- Born: November 19, 1729 Norwich, Connecticut
- Died: August 27, 1815 (aged 85) Woodville, Jefferson County, New York
- Known for: New Israelites

= Nathaniel Wood (occultist) =

Leader of the New Israelites

Nathaniel Wood Sr. (November 19, 1729 – April 27, 1815) was the leader of a sect called the New Israelites, which was formed in Middletown, Rutland County, Vermont at the end of the 1790s. Wood emigrated from New Parish in Norwich, Connecticut, to Bennington, Vermont. From Bennington he moved to Rutland County in 1761. Wood may have been influenced by the Newent Separates of Norwich, who believed in perfectionist immortalism and spiritual wifery, and the preaching of Rev. Joel Benedict, who taught that Hebrew was the angelic tongue. Wood was excommunicated from the local Congregationalist church in 1789. Subsequently, he began to preach to small meetings whose attendees were mostly family and relatives.

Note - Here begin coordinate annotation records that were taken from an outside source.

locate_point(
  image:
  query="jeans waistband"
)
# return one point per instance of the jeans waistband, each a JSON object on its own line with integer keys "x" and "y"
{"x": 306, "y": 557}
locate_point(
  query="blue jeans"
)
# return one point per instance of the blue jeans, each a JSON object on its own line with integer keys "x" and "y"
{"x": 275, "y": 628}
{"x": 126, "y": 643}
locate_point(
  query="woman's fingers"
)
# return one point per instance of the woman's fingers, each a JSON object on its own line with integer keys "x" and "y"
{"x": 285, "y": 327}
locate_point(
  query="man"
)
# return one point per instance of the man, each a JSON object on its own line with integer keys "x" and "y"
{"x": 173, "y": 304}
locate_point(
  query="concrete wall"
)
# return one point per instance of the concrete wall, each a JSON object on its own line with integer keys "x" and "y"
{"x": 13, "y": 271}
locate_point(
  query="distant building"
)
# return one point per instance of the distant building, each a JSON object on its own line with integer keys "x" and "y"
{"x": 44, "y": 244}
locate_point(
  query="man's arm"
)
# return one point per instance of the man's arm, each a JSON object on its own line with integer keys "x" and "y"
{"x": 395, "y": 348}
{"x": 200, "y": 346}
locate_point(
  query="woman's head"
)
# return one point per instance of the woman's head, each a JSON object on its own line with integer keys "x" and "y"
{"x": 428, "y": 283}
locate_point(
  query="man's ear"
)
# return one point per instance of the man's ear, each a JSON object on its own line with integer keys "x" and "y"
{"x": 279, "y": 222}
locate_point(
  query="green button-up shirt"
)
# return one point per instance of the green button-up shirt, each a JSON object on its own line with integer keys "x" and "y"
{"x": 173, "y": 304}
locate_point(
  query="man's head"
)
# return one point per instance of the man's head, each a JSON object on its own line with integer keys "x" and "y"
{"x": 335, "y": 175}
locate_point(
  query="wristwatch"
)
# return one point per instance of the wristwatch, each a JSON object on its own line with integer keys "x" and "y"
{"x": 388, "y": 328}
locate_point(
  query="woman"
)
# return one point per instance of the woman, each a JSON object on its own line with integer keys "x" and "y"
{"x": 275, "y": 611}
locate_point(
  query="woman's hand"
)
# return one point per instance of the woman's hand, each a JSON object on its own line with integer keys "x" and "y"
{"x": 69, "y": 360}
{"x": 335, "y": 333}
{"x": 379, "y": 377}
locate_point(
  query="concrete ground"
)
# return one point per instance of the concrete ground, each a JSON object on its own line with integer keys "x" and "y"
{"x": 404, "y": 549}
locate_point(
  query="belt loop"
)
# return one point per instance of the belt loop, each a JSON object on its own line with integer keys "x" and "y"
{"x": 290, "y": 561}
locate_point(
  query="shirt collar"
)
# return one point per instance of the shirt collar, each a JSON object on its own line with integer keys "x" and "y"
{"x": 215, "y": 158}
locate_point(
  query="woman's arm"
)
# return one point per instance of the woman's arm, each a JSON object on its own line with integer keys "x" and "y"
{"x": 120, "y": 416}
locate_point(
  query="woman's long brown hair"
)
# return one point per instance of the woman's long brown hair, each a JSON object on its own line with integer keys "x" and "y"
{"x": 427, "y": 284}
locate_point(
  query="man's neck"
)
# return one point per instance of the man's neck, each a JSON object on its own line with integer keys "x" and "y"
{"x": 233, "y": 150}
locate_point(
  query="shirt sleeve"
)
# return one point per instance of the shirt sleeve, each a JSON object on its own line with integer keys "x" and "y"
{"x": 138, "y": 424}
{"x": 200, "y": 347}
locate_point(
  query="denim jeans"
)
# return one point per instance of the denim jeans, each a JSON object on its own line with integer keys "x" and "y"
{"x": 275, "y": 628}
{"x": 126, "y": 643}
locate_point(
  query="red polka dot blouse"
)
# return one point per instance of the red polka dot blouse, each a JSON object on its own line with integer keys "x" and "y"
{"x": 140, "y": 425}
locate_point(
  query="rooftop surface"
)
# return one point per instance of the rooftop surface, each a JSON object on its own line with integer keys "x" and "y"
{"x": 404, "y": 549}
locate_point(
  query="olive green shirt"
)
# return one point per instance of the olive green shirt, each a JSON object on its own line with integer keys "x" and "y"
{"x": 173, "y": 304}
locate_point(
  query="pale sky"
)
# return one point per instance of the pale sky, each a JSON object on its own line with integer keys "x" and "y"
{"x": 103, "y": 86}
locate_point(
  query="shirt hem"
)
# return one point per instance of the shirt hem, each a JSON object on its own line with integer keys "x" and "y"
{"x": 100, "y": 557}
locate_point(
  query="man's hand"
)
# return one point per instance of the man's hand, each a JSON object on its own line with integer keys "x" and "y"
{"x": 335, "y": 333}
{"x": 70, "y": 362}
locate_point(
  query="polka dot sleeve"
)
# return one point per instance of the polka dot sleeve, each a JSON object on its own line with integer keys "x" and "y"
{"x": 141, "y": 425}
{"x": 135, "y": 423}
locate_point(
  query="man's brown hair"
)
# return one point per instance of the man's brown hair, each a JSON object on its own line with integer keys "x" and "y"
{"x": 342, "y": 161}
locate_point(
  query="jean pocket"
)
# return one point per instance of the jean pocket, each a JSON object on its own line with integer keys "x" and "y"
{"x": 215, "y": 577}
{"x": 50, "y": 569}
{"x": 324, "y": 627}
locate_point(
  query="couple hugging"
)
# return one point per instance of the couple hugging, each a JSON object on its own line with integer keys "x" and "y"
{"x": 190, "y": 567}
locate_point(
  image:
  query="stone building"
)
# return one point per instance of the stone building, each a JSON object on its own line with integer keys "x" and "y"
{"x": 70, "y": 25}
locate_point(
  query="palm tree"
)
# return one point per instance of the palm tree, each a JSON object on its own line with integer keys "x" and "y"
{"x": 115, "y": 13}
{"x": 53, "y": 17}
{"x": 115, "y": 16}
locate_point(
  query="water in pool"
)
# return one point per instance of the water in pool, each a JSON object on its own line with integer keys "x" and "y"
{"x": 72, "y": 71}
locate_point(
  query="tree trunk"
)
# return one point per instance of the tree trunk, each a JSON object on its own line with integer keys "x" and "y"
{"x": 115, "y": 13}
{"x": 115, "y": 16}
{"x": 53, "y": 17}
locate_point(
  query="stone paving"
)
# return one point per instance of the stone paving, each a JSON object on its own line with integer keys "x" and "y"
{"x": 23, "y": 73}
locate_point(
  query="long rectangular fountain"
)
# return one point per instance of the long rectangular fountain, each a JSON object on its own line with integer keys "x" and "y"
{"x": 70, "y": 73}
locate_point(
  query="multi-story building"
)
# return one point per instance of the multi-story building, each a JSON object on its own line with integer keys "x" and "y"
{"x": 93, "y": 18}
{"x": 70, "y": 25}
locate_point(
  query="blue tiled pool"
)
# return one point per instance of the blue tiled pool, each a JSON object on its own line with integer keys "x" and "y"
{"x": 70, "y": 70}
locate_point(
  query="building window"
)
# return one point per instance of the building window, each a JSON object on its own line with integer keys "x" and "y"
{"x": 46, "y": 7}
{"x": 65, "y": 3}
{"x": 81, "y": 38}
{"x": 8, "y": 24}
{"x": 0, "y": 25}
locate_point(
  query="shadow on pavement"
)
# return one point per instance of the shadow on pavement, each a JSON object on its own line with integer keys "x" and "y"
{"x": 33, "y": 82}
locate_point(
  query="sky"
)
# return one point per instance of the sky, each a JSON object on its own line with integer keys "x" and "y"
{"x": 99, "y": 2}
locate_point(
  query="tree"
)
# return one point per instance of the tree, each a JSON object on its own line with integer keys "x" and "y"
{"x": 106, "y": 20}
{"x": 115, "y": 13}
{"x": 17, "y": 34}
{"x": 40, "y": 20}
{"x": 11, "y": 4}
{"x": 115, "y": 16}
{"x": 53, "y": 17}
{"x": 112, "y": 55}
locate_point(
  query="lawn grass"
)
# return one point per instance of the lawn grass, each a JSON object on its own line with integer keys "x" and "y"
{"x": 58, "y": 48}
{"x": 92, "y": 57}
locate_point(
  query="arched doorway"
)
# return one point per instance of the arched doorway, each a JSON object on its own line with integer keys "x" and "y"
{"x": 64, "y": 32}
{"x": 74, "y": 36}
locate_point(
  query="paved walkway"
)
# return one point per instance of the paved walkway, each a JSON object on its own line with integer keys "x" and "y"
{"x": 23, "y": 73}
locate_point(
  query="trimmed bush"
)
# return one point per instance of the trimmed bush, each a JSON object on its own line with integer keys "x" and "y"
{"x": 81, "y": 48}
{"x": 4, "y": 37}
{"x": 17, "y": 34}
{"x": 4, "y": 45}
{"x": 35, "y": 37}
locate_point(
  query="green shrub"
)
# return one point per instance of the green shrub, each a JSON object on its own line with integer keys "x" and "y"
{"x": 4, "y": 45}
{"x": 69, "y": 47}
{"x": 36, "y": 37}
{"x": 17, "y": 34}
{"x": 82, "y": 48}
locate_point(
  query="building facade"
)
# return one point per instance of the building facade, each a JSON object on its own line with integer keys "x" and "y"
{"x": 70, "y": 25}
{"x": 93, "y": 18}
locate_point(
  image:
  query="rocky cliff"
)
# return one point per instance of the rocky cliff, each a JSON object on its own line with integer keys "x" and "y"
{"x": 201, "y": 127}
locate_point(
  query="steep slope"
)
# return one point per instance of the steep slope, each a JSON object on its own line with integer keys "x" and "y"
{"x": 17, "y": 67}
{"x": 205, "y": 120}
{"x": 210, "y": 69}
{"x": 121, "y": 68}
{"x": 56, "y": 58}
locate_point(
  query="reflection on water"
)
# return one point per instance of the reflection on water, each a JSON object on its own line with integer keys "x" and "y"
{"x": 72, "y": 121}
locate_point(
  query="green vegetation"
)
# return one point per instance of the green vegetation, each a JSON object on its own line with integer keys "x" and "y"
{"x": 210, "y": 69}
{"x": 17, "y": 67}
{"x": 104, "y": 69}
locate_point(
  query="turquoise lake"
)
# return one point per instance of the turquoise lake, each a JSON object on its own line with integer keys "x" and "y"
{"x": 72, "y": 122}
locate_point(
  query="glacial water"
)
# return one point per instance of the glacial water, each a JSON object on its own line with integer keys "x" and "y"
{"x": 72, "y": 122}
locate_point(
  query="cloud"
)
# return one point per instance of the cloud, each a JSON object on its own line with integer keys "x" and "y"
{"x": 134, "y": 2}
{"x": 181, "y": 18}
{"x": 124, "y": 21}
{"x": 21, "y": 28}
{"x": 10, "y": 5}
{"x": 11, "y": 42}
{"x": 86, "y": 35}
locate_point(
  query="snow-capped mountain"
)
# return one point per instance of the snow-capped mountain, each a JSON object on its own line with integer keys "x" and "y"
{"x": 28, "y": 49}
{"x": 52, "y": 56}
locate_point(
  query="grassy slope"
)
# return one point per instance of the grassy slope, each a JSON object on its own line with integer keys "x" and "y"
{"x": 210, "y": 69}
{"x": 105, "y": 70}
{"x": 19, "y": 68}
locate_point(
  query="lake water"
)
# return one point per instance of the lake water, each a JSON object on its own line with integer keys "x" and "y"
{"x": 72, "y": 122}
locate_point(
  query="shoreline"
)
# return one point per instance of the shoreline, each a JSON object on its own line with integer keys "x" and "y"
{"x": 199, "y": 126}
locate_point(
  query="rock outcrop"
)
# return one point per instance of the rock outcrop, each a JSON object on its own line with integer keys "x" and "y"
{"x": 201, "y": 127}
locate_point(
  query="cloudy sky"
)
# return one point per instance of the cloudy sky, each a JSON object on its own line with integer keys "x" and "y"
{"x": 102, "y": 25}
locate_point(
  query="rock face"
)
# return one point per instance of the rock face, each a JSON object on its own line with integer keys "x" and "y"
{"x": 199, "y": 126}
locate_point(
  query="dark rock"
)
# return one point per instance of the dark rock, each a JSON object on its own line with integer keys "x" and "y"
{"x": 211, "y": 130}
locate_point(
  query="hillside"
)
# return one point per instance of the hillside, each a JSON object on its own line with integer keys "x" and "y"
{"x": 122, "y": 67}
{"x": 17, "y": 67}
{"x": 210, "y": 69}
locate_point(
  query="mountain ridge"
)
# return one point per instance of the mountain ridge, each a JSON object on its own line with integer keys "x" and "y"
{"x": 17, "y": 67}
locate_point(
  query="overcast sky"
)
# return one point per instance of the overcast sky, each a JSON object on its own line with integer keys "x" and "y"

Wood claimed literal descent from the Ten Lost Tribes of Israel and to possess the powers of revelation. After coming into contact with a treasure seer by the name of Justus Winchell, the New Israelites commenced looking for buried treasure and embarked on the construction of a temple. The group employed the divining rod for both treasure hunting and other forms of revelation. It was suspected that these efforts masked a counterfeiting operation. Wood predicted the arrival of a "Destroying Angel" that would bring down plagues and earthquakes upon the "gentiles." For this reason one might arguably call the New Israelites a Millennarian group. The locals were so alarmed that on the night in question the militia was called out. When this apocalypse failed to occur, Wood and his family moved to Ellisburg, Jefferson County, New York. This event was subsequently known as the "Wood Scrape."